12. Sri Dhananjay Awasthi, learned counsel for respondent no. 5, Sri Anant Kumar Tiwari, learned counsel for respondent no. 7 and Sri B.K. Pandey, learned Standing Counsel for respondent nos. 1, 2, 3, 4 and 6, would submit that the petitioner had adequate notice of the proceedings and it cannot complain that its appeal has been heard and decided on merits since it failed to respond on the notice for hearing.

13. Having heard learned counsel for the parties and having perused the record, in the first place, the Authority for Advance Ruling and the Appellate Authority have been constituted principally, to nip the litigation in its bud. Any assessee who seeks an advance ruling discloses his intent to avoid possible litigation, in future. He only seeks answer on an issue/question that potentially contains the seeds of future litigation. The legislative intent appears to be to provide resolution of such issues in a time bound manner.

14. Looked from that perspective, rejection of the adjournment sought for the first date fixed by the Appellate Authority, that too when the Appellate Authority itself could not convene or could not hear the matter for the first 60 days of the period contemplated under Section 101 (2) of the Act, appears wholly harsh and unreasonable on the part of the Appellate Authority to have refused the short adjournment sought, and to have proceeded to decide the appeal itself on merits.

15. The legislative intent being to provide early/prompt decision in such matters, within ninety days of institution, it would be wholly desirable for the original as also the Appellate Authority to provide for a mechanism where, upon registration of the application/appeal itself, the likely date of hearing may first be indicated to the applicant in appeal, by electronic mail procedure itself, so that the concerned assessee may stay aware, both of the likely dates of sitting of authority and of hearing on his application/appeal and may arrange his affairs accordingly.

16. The frequency and length of the sitting/s may be facts known only to the concerned authorities depending on the number of pending applications/appeals and availbility of the members on certain dates. Communication of the date of hearing at short notice, without any prior indication of the same may often result in parties seeking adjounment for that reason itself.
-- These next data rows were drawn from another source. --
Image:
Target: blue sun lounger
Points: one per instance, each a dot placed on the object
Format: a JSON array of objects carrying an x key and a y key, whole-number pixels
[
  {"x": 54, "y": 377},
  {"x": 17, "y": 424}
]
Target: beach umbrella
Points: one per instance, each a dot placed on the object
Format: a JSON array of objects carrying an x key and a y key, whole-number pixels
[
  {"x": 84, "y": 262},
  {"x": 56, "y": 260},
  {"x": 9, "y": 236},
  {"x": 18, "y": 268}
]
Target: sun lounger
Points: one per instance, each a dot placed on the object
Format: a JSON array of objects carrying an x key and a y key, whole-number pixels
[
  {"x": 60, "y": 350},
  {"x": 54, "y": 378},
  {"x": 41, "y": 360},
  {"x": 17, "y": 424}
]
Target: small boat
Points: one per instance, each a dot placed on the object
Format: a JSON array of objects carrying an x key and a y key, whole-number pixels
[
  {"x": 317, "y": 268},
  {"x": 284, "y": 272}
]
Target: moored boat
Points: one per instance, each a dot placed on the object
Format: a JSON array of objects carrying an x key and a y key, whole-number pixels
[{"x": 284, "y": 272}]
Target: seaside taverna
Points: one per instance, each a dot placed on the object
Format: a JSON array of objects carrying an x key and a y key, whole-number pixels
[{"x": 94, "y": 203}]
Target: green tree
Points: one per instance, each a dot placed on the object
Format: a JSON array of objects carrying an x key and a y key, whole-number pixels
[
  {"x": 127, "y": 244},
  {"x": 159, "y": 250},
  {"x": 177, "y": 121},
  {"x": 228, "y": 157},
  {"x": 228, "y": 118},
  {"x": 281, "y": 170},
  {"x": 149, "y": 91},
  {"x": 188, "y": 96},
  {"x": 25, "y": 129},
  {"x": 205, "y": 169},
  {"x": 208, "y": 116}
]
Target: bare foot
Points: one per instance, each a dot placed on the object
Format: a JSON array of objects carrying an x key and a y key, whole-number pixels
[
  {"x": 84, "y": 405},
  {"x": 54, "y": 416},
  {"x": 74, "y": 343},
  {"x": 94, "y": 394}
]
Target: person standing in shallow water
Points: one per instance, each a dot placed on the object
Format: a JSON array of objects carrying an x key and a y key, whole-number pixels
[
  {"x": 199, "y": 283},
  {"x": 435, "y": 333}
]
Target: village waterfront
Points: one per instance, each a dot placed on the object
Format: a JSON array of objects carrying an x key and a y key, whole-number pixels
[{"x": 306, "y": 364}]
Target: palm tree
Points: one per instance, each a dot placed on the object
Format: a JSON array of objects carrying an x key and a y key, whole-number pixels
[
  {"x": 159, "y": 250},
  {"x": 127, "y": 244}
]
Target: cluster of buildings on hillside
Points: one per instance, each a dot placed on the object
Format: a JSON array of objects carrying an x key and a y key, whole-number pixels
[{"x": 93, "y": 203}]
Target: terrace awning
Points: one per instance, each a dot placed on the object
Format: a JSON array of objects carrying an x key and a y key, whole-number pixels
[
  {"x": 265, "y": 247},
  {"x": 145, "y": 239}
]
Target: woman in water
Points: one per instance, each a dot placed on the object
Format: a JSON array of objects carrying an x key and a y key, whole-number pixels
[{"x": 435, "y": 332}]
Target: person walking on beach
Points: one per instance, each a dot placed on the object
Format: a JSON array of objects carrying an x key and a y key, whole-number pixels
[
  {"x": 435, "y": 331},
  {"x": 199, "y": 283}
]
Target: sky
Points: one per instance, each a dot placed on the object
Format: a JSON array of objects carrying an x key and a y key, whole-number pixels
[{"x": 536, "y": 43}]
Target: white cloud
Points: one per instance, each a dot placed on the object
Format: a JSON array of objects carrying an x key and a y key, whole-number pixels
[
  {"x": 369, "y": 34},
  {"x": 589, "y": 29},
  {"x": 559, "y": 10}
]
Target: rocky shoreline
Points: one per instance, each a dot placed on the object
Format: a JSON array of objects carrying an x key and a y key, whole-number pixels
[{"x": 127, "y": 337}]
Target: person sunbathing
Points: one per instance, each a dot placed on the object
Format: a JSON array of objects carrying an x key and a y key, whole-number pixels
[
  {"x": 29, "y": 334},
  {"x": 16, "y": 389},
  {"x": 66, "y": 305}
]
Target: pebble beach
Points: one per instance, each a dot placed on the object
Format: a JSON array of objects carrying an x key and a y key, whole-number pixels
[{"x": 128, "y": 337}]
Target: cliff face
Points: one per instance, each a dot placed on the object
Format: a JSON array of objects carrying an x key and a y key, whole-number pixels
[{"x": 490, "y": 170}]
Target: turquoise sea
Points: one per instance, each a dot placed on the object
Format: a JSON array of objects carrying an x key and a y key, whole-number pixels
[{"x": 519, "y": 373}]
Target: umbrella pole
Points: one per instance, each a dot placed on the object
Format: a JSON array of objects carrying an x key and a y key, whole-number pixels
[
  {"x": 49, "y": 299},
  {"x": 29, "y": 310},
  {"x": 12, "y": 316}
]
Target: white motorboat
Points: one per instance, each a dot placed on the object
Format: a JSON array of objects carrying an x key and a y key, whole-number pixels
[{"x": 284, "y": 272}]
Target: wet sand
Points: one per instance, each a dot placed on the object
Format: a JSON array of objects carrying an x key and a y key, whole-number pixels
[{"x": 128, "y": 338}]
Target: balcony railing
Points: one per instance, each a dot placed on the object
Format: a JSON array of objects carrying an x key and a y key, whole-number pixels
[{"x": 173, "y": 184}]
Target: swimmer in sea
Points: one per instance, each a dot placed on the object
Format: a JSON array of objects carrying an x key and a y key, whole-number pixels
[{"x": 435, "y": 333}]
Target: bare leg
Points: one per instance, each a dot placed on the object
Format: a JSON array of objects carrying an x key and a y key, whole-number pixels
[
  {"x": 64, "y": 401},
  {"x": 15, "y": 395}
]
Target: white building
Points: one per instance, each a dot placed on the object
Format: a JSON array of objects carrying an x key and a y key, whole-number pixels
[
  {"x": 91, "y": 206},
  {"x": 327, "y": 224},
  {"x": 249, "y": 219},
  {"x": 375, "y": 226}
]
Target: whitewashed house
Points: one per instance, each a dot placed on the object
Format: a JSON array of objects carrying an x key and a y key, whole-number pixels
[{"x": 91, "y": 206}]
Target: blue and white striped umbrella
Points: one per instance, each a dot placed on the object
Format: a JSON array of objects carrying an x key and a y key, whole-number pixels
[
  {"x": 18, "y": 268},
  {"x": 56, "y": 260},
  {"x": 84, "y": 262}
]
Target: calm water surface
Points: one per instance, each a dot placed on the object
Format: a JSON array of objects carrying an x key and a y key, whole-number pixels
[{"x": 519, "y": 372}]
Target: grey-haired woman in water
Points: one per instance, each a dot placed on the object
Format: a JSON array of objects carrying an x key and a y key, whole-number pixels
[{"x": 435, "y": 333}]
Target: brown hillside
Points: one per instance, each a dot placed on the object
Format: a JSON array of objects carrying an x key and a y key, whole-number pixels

Therefore, a procedure providing for a prior indication of likely date of listing would be enough to put the applicants/appellants to notice in that regard, keeping in mind the spirit of the Act desiring speedy disposal of such matters. Also, the notice of exact hearing may be issued by electronic mail so as to preferably allow at least 21 days’ or such time as may otherwise appear proper, feasable and reasonable in the interest of justice and fair procedure.

17. In cases of repeated adjournments being sought, it may remain open to the concerned authority to impose appropriate costs while rejecting any adjournment application, in appropriate case, for just circumstances.

However, to decide the appeal itself on merits, ex-parte, should really be the measure of last resort and should not be undertaken by way of first response to an adjournment application in such cases. Such a course, if followed would only result in avoidance of needless litigation and better serve the statute.

18. In view of the above, the present petition is disposed of at this stage itself without calling for any counter affidavit as the facts noted above are practically admitted to the parties, having been drawn from the impugned order itself.

19. The order dated 12.10.2018 passed by the Appellate Authority is set aside. The matter is remitted to the Appellate Authority to decide the petitioner’s appeal afresh, as expeditiously as possible, preferably within a period of two months from the date of production of a certified copy of this order.

20. The petitioner undertakes not to seek any undue or long adjournments.

21. It is further directed that the observations made above with respect to the issuance of notice be also given effect in these proceedings also.